Under the boardwalk
Chris Philpott – View from Abroad
Today marks a week since Sky's new SoHo channel came on the air, launching with repeats of Mad Men and The Sopranos, and new episodes of Game of Thrones. How much have you been watching the new channel? What shows are you most excited to see? Or waiting to see in the next week or so?
I'm going to try not to blog about SoHo too often since not everyone has Sky, but Boardwalk Empire is too good to ignore. In the past week I've watched Game of Thrones, Rescue Me, Weeds, How To Make It in America, Six Feet Under, and TV movies Too Big To Fail and Superheroes, as well as a few other bits and pieces.
One of the shows I've been most excited to see isBoardwalk Empire, the period drama set during America's prohibition era and starring Steve Buscemi, which started last night with a two-hour premiere. SoHo also showed the entire first series over the weekend, which was a decent opportunity to think back over the tale of Nucky Thompson so far.

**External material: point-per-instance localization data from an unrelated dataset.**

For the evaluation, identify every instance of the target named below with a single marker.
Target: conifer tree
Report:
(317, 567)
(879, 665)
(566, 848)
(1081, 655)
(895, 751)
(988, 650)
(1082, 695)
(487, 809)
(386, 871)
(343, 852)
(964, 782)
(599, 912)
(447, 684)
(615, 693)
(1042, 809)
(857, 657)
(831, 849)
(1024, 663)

It seems to me that Boardwalk Empire isn't really about Nucky, per se. He's a known quantity - the poster boy for the phrase "absolute power corrupts absolutely", the man who automatically hands out cash as a way of making problems disappear (and how interesting it was that his solution to Teddy Schroeder's foray into pyromania was to hand him some cash and say "don't get caught, kid"), the politician who doesn't truly care about anyone except himself; as he said to Margaret during the first series, after she admitted she was being selfish, "I never hold that against anyone."*
Far more interesting are characters like Jimmy Darmody (the incomparable Michael Pitt), Margaret Schroeder (Kelly McDonald), and creepy prohibition agent Nelson Van Alden (Michael Shannon), each of whom has undergone radical changes since arriving in Atlantic City and falling in with Mr Thompson.

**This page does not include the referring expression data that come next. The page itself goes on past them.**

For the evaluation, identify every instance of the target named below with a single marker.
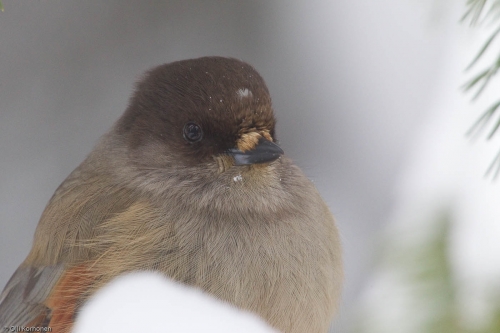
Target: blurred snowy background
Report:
(368, 99)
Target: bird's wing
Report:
(42, 297)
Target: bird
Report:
(189, 182)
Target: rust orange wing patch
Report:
(46, 296)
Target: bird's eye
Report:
(192, 132)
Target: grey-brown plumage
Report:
(188, 182)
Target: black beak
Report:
(265, 152)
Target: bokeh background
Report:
(368, 100)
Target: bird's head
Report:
(204, 112)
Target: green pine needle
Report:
(478, 11)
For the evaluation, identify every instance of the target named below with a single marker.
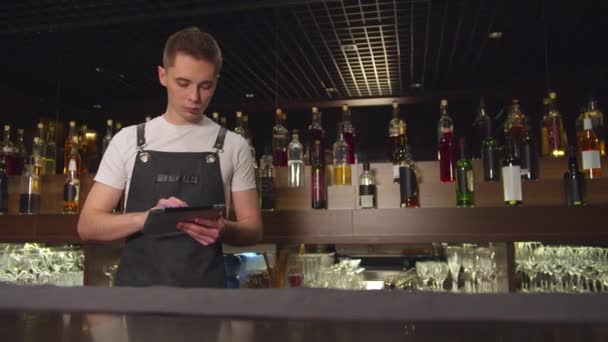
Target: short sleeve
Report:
(244, 173)
(112, 169)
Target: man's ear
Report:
(162, 76)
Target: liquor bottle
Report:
(315, 132)
(295, 164)
(318, 185)
(279, 140)
(402, 151)
(597, 122)
(367, 188)
(465, 186)
(268, 190)
(511, 174)
(342, 169)
(447, 146)
(67, 147)
(238, 128)
(408, 182)
(3, 188)
(83, 149)
(105, 142)
(480, 130)
(490, 158)
(51, 151)
(515, 127)
(21, 152)
(346, 127)
(29, 195)
(589, 146)
(575, 187)
(8, 153)
(71, 190)
(75, 157)
(555, 129)
(529, 157)
(41, 134)
(215, 116)
(393, 135)
(544, 132)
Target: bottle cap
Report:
(72, 165)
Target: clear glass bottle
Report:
(401, 153)
(480, 130)
(408, 181)
(238, 128)
(51, 151)
(295, 164)
(315, 132)
(393, 134)
(29, 195)
(22, 154)
(597, 123)
(367, 188)
(71, 190)
(465, 186)
(67, 146)
(8, 152)
(447, 146)
(342, 169)
(318, 185)
(575, 186)
(544, 132)
(280, 139)
(105, 142)
(490, 158)
(589, 146)
(3, 188)
(511, 174)
(347, 128)
(267, 185)
(556, 134)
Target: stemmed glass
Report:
(454, 256)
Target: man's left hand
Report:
(204, 231)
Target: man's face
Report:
(190, 84)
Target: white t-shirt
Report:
(236, 162)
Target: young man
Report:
(181, 158)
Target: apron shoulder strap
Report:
(141, 135)
(218, 147)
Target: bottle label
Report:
(591, 160)
(70, 193)
(511, 183)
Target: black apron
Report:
(181, 261)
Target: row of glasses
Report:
(36, 264)
(479, 265)
(570, 269)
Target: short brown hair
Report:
(193, 42)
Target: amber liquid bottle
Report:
(318, 184)
(590, 148)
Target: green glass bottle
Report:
(465, 188)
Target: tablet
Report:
(162, 222)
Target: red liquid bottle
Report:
(447, 146)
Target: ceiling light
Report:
(495, 35)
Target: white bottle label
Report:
(395, 172)
(511, 183)
(367, 201)
(591, 160)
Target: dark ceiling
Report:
(78, 54)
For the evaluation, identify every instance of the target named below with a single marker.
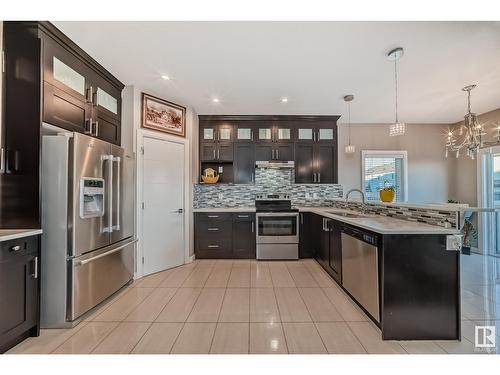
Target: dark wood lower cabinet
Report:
(244, 235)
(224, 235)
(19, 291)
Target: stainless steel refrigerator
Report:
(88, 225)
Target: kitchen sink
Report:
(352, 215)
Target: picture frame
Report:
(163, 116)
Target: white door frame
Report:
(141, 134)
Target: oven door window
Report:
(278, 226)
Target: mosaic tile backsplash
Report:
(271, 180)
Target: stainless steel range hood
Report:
(275, 164)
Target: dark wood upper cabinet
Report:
(264, 151)
(244, 163)
(78, 94)
(304, 163)
(325, 159)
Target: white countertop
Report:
(12, 234)
(375, 223)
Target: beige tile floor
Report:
(240, 306)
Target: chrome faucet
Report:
(359, 191)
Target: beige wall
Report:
(465, 169)
(430, 174)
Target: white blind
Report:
(380, 170)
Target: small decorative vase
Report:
(387, 196)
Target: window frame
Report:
(403, 154)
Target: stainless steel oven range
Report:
(277, 227)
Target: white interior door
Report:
(163, 197)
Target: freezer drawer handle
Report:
(83, 262)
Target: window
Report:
(384, 167)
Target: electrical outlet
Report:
(454, 242)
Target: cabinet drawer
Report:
(18, 247)
(214, 228)
(214, 216)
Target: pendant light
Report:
(349, 149)
(398, 128)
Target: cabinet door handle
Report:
(15, 248)
(35, 272)
(88, 97)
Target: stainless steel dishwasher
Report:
(360, 268)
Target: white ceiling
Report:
(250, 66)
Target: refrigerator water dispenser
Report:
(91, 197)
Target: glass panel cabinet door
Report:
(284, 134)
(68, 76)
(305, 134)
(265, 134)
(244, 134)
(325, 134)
(107, 101)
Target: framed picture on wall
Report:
(163, 116)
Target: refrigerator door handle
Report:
(109, 159)
(117, 159)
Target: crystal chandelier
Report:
(349, 149)
(473, 132)
(398, 128)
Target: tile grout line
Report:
(74, 333)
(144, 334)
(312, 320)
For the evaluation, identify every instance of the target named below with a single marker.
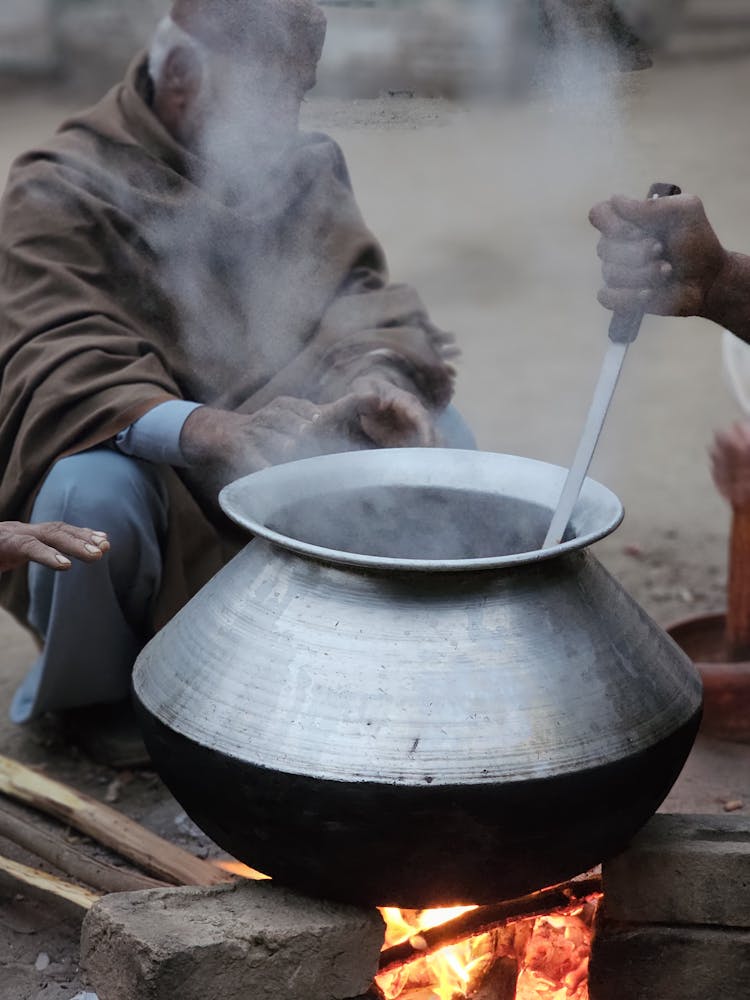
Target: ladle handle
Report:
(624, 327)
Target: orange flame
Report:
(237, 868)
(552, 953)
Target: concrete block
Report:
(683, 870)
(670, 963)
(253, 941)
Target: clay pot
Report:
(450, 715)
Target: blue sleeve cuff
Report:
(155, 437)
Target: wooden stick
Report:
(738, 590)
(109, 827)
(52, 848)
(484, 918)
(49, 883)
(500, 982)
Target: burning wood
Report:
(506, 956)
(459, 923)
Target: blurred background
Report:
(478, 134)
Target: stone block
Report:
(670, 963)
(683, 870)
(252, 941)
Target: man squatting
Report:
(188, 293)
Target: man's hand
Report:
(730, 464)
(50, 544)
(284, 430)
(660, 255)
(398, 419)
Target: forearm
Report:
(155, 437)
(728, 302)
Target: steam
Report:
(485, 52)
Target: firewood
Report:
(51, 847)
(81, 897)
(500, 981)
(106, 825)
(485, 918)
(738, 590)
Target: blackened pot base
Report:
(415, 846)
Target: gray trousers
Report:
(95, 618)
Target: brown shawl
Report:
(125, 281)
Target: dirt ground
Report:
(484, 210)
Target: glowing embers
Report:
(533, 958)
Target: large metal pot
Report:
(450, 715)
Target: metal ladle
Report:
(623, 329)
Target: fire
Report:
(550, 953)
(237, 868)
(548, 956)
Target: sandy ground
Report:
(484, 210)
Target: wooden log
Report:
(109, 827)
(52, 847)
(49, 883)
(484, 918)
(500, 982)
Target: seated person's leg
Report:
(94, 619)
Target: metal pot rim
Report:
(253, 500)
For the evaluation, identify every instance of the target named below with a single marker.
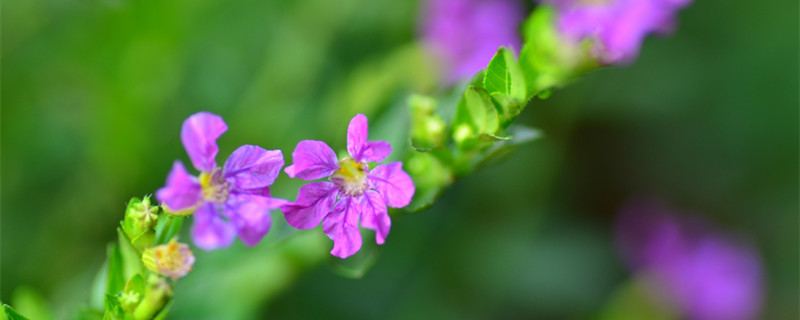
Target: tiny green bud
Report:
(173, 259)
(427, 127)
(145, 215)
(462, 133)
(129, 300)
(157, 293)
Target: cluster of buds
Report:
(140, 221)
(148, 290)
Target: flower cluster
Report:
(362, 194)
(708, 275)
(616, 27)
(226, 201)
(235, 199)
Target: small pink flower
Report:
(228, 201)
(362, 194)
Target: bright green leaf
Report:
(475, 115)
(430, 177)
(357, 265)
(113, 309)
(504, 76)
(32, 303)
(168, 226)
(516, 135)
(116, 270)
(12, 314)
(99, 286)
(131, 258)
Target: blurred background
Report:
(94, 93)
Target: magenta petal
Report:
(182, 190)
(341, 225)
(375, 216)
(250, 215)
(357, 135)
(312, 160)
(199, 135)
(209, 230)
(314, 201)
(253, 167)
(375, 151)
(394, 184)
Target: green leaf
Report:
(89, 314)
(99, 287)
(32, 303)
(116, 270)
(357, 265)
(476, 114)
(504, 76)
(168, 226)
(546, 60)
(161, 315)
(12, 314)
(113, 309)
(131, 257)
(430, 174)
(517, 135)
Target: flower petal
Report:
(341, 225)
(209, 230)
(312, 160)
(394, 184)
(314, 201)
(182, 190)
(358, 147)
(253, 167)
(375, 216)
(357, 135)
(199, 135)
(249, 213)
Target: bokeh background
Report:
(94, 92)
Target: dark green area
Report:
(94, 92)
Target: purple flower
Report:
(707, 275)
(362, 194)
(465, 34)
(618, 27)
(227, 201)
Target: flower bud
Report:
(427, 127)
(157, 293)
(173, 259)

The entire first season was about the story of each character - Darmody, the former soldier who becomes a violent henchman; Schroeder, the morally upstanding citizen who ends up turning a blind eye to the immoral behaviour of her sugar-daddy; and Van Alden, the staunchly Protestant man who falls into temptation, self-flagellates to a photo of Schroeder**, kills a co-worker, and impregnates Nucky's former mistress (and as we saw last night, is hiding that fact from his wife).
The thing they all have in common is that they've been changed, even irreparably damaged, by their association with Nucky Thompson - and while Nucky is the sun at the centre of this solar system, their journeys are what keeps me interested in the show. Sure, it's interesting to watch a dramatisation of the early years of prohibition and the gangster resurgence of the 1920s, but it's always investment in characters that keeps me coming back.
In a way, that's the real genius of Boardwalk Empire. It tells the tale of prohibition from the viewpoint of those trying to skirt the law, implying that we're meant to sympathise with the crooks, while simultaneously showing us the downside of getting involved in that lifestyle.
When we see Margaret deceiving election fraud investigators against her better judgment or see Van Alden showing his wife around before going back to Lucy (as we saw last night), it's clear that downside is, and those characters are, infinitely more interesting.
A few other quick thoughts before wrapping this up:
- Richard Harrow might be one of the most interesting characters on the show - he certainly became a favourite of mine last season, despite only a few short appearances. But that scrapbook he's keeping, with pictures of happy families glued into a Bible, can't be too healthy, right? I'm predicting an episode where he takes Angela and Tommy hostage and drives them to Detroit or something.
- Van Alden's wife is surely the biggest wet blanket in the world, right? Though Michael Shannon might be the standout performer in the series - last night being no exception. His droll delivery of the line "I'm sorry you had to see that", after Mrs Van Alden merely saw a list of wet venues, showed even he was enthusiastic for a weekend with his wife as I'd be with a weekend of Masterchef Australia reruns.
- Last, before you get excited about the Commodore's takeover of the boardwalk, don't forget that Nucky outsmarted him once before, plus Jimmy and Eli aren't the most reliable sidekicks - I think the odds are in Nucky' favour at this point.
What did you think of last night's Boardwalk Empire? Is the show more interesting because of Nucky Thompson, or because of the Jimmys, Margarets and Van Aldens of the show? And how much have you watched on SoHo in the past week?
(*) Before you say "oi, Nucky looked after Jimmy and looks after Margaret, he cares about them", even those examples are selfish acts - Nucky just wants to feel as though he has a son after his own was taken from him.
(**) One of the most disturbing scenes in the first series, and so much worse than anything else he might have done while looking at that photograph. By the way, is his marriage to Mrs Van Alden the most bizarre marriage ever shown on television? I dare you to try and name a marriage that was more dysfunctional.